Tate Britain, London
What’s under the bed and in the wardrobe? Who’s on the stair and what’s going on in the shed? Rachel Whiteread’s sculpture is both deadpan and affecting. It can be modest in scale and homely, grand and austere, mischievous, menacing. Her art is filled with safe spaces and frightening places, mystery and memories. All this from an artist who, since the late 1980s, has been almost entirely devoted to the making of casts. From filling a rubber hot-water bottle with liquid plaster and using it as a mould, Whiteread has gone on to cast sinks and baths and mattresses, the interior of a room in north London, then an entire East End house slated for demolition. She has cast library shelves and even one of New York’s ubiquitous rooftop water tanks. Looking up, the translucent cast of the tank’s interior presented a solidified, glinting void against the sky.
Some of her more recent casts of cabins and sheds have been permanently located in out-of-the way places, to be discovered by chance (just imagining them baking in the Mojave desert, or getting soaked in rainswept Norway, is itself a pleasure). Whiteread refers to some of her recent works as “shy sculptures”. Throughout her career, she has shuttled between complexity and simplicity, and between the small and close at hand, to fragments of the larger world – the vacant plinth on Trafalgar Square, a stairwell, a cast of the meeting room in Broadcasting House that inspired George Orwell’s Room 101, which is now installed in Whiteread’s complex and rewarding show at Tate Britain.

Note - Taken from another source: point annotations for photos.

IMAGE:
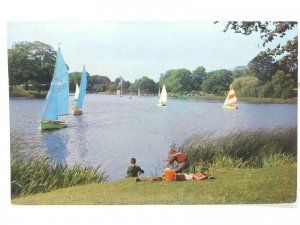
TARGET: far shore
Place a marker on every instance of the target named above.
(41, 95)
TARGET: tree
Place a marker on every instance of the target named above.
(146, 85)
(262, 66)
(241, 71)
(198, 76)
(246, 86)
(217, 82)
(178, 80)
(31, 62)
(269, 32)
(282, 85)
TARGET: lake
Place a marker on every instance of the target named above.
(113, 129)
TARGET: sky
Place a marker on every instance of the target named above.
(136, 49)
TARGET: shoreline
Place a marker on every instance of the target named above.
(254, 100)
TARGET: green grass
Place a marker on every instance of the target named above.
(230, 186)
(20, 92)
(242, 148)
(34, 175)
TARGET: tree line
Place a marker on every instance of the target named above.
(271, 73)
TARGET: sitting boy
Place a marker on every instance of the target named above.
(133, 169)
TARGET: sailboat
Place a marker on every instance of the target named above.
(77, 106)
(162, 101)
(231, 100)
(57, 100)
(76, 92)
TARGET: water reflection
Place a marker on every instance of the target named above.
(55, 145)
(114, 129)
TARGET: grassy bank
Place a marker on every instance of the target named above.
(37, 175)
(20, 92)
(230, 186)
(242, 148)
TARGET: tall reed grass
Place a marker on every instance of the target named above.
(41, 175)
(242, 148)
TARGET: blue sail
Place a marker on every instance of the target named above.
(61, 80)
(82, 90)
(50, 112)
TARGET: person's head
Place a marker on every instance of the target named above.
(133, 161)
(172, 149)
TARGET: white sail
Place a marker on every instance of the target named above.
(76, 93)
(231, 100)
(163, 96)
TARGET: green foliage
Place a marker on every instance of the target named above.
(31, 63)
(146, 85)
(246, 86)
(231, 186)
(266, 90)
(262, 66)
(283, 85)
(40, 175)
(177, 80)
(241, 148)
(269, 32)
(241, 71)
(217, 82)
(98, 83)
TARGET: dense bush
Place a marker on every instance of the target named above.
(40, 175)
(242, 148)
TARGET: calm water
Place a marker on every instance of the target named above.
(113, 129)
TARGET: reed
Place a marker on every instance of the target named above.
(41, 175)
(242, 148)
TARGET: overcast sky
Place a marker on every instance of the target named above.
(136, 49)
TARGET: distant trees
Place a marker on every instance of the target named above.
(217, 82)
(31, 63)
(177, 80)
(262, 66)
(146, 86)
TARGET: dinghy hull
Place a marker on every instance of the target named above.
(76, 112)
(52, 125)
(230, 107)
(161, 104)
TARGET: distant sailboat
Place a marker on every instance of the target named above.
(158, 92)
(162, 101)
(57, 100)
(76, 92)
(77, 107)
(231, 100)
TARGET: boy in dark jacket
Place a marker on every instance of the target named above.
(133, 169)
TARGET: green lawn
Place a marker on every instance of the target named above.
(20, 92)
(230, 186)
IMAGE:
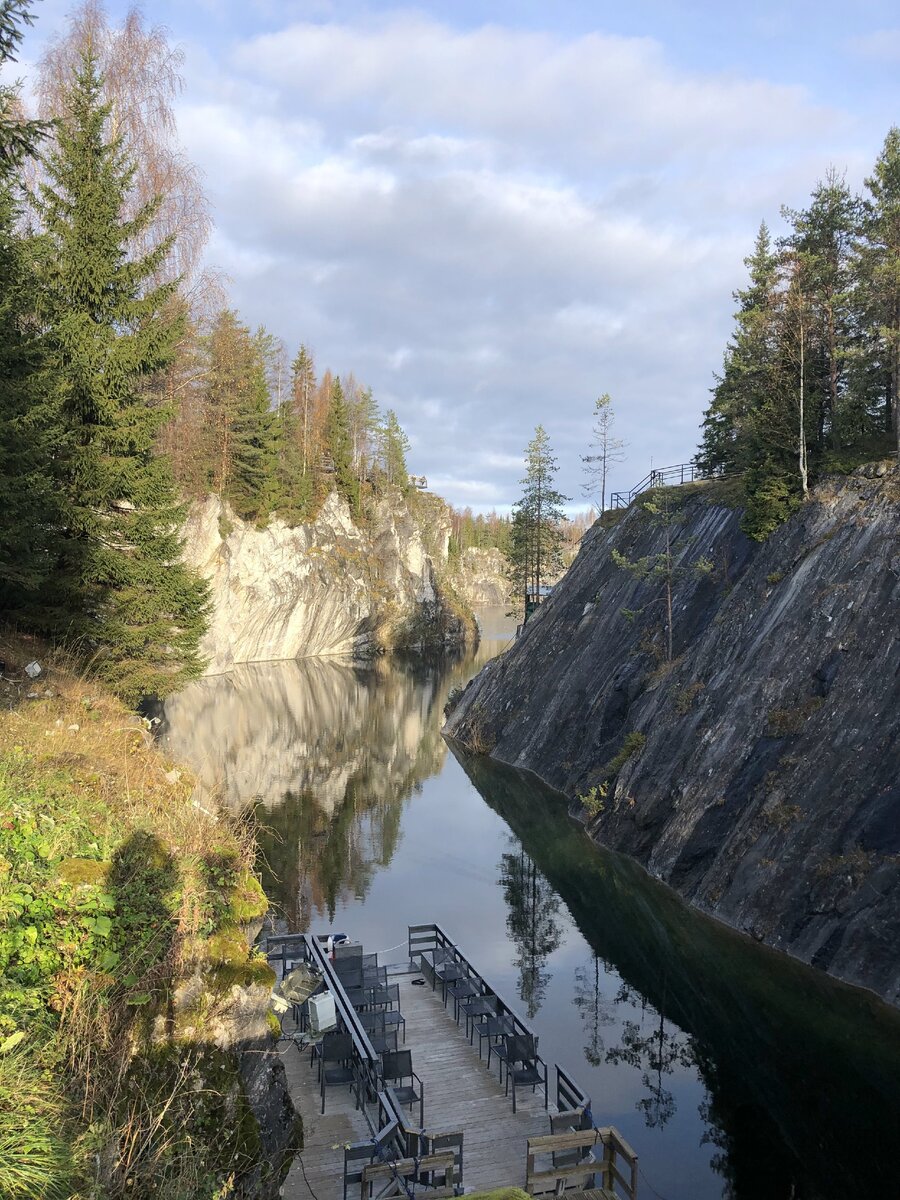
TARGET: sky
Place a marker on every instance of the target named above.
(495, 213)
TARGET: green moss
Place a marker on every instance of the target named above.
(247, 900)
(786, 721)
(502, 1194)
(83, 871)
(252, 972)
(633, 744)
(227, 947)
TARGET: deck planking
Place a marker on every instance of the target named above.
(460, 1093)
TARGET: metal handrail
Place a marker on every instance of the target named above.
(673, 477)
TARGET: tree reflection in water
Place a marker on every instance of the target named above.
(589, 1001)
(532, 923)
(655, 1049)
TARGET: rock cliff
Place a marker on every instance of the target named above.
(757, 771)
(481, 576)
(327, 588)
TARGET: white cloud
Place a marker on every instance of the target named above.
(493, 227)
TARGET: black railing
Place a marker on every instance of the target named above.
(393, 1138)
(661, 477)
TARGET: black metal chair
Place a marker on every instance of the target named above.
(525, 1067)
(337, 1049)
(477, 1009)
(496, 1030)
(396, 1068)
(467, 988)
(439, 1143)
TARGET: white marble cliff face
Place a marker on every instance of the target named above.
(483, 576)
(328, 588)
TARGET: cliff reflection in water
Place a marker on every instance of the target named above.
(327, 753)
(802, 1072)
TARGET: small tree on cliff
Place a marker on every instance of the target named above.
(537, 537)
(119, 588)
(340, 445)
(394, 448)
(663, 568)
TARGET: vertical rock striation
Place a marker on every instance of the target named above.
(327, 588)
(759, 773)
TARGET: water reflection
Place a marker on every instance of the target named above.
(328, 753)
(695, 1042)
(802, 1073)
(532, 923)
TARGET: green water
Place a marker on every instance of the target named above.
(732, 1071)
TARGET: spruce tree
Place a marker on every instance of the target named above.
(879, 263)
(747, 382)
(30, 436)
(241, 437)
(537, 538)
(29, 433)
(120, 592)
(339, 444)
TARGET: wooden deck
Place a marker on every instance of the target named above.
(460, 1093)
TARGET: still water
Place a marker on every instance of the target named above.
(733, 1072)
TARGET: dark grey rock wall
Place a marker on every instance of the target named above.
(768, 787)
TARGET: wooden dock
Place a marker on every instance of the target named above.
(460, 1093)
(468, 1134)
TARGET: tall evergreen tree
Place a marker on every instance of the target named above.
(340, 447)
(606, 448)
(880, 277)
(303, 383)
(120, 589)
(537, 537)
(820, 250)
(29, 432)
(241, 436)
(394, 450)
(745, 384)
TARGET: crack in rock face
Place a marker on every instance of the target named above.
(755, 771)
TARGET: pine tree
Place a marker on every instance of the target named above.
(339, 445)
(880, 277)
(29, 432)
(394, 447)
(30, 436)
(303, 384)
(745, 385)
(120, 589)
(537, 537)
(607, 451)
(819, 250)
(241, 450)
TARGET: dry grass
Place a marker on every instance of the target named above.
(64, 721)
(64, 735)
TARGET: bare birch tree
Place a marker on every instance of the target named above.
(142, 81)
(607, 450)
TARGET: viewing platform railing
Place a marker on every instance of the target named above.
(663, 477)
(394, 1141)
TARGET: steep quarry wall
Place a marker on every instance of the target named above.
(325, 588)
(759, 773)
(481, 576)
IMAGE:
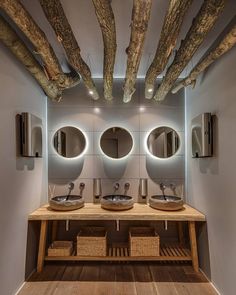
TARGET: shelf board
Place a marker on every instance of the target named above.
(121, 253)
(138, 212)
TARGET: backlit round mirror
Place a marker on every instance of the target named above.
(163, 142)
(116, 142)
(69, 142)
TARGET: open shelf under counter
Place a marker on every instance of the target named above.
(139, 212)
(121, 253)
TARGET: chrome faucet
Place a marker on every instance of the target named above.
(126, 187)
(173, 188)
(116, 186)
(162, 188)
(71, 187)
(81, 187)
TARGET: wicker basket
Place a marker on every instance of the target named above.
(92, 241)
(144, 241)
(60, 248)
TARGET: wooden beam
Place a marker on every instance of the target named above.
(57, 18)
(140, 18)
(17, 12)
(106, 21)
(169, 34)
(202, 24)
(223, 46)
(9, 37)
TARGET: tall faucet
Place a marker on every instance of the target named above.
(71, 187)
(81, 187)
(173, 188)
(162, 188)
(116, 187)
(126, 187)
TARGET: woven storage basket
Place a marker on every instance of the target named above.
(144, 241)
(60, 248)
(92, 241)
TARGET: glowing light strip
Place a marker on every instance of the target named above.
(146, 144)
(84, 150)
(117, 159)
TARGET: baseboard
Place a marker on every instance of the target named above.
(20, 288)
(213, 286)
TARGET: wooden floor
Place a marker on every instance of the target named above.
(117, 279)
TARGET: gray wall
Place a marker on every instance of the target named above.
(139, 117)
(23, 182)
(211, 182)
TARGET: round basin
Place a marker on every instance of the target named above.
(169, 203)
(60, 203)
(117, 202)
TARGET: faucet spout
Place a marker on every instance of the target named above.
(116, 187)
(71, 187)
(162, 188)
(127, 186)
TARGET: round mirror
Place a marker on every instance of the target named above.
(116, 142)
(163, 142)
(69, 142)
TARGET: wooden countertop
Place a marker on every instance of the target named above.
(139, 212)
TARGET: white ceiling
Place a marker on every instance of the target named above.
(82, 18)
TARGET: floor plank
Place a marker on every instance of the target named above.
(117, 279)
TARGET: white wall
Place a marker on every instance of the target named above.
(93, 118)
(211, 182)
(23, 182)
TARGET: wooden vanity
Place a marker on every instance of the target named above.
(177, 252)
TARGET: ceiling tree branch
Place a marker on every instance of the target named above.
(140, 18)
(9, 37)
(202, 24)
(106, 21)
(58, 20)
(17, 12)
(222, 46)
(168, 38)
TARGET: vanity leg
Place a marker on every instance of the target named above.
(193, 245)
(54, 230)
(42, 245)
(180, 233)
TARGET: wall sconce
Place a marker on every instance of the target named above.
(143, 190)
(97, 190)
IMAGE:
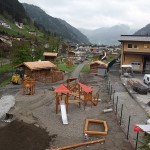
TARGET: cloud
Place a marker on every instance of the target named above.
(97, 13)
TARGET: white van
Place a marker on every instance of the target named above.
(146, 78)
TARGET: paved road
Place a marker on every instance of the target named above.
(13, 89)
(76, 72)
(130, 106)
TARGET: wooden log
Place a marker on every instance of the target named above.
(80, 144)
(86, 125)
(95, 132)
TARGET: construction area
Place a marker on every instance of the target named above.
(41, 120)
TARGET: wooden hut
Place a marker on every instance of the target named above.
(43, 71)
(48, 56)
(71, 54)
(95, 66)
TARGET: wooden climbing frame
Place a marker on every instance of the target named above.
(28, 87)
(88, 121)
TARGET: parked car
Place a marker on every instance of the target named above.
(146, 79)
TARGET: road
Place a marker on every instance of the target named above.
(131, 108)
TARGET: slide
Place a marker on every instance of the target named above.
(63, 113)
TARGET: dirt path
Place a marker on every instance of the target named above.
(39, 112)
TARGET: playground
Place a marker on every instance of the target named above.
(39, 111)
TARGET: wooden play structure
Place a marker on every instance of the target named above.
(28, 87)
(63, 94)
(69, 62)
(72, 84)
(86, 127)
(75, 93)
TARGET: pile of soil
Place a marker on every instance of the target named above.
(21, 136)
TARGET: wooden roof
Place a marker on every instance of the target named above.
(50, 54)
(38, 65)
(61, 89)
(85, 88)
(98, 62)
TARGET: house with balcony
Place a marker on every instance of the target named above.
(135, 50)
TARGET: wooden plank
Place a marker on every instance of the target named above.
(80, 144)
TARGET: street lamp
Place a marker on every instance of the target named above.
(33, 54)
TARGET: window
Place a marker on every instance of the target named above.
(146, 46)
(136, 65)
(129, 45)
(132, 46)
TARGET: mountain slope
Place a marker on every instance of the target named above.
(107, 36)
(143, 31)
(54, 24)
(14, 9)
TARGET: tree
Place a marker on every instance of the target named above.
(21, 52)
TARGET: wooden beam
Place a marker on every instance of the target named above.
(80, 144)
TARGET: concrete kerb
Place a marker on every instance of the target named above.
(132, 95)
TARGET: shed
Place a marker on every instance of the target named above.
(71, 54)
(95, 66)
(43, 71)
(48, 56)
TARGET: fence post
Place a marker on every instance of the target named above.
(113, 97)
(111, 90)
(128, 127)
(117, 105)
(137, 136)
(108, 86)
(121, 114)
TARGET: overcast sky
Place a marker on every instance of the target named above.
(93, 14)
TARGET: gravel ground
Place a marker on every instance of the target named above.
(39, 110)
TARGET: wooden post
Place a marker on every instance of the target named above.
(80, 144)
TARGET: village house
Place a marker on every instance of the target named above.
(98, 67)
(4, 24)
(43, 71)
(49, 56)
(136, 52)
(71, 54)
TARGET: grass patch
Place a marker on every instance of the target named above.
(86, 68)
(64, 67)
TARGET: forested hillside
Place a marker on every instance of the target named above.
(52, 24)
(14, 9)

The false walls in the main temporary exhibition galleries have been removed – to my memory, for the first time – leaving one enormous, open space. At first, it feels like a warehouse, filled with objects that you have to walk among and between. We are also walking through a career and a life, making our way as we will. But individual works soon take hold, and the proximities of her sculptures play off against one another and the exhibition space itself.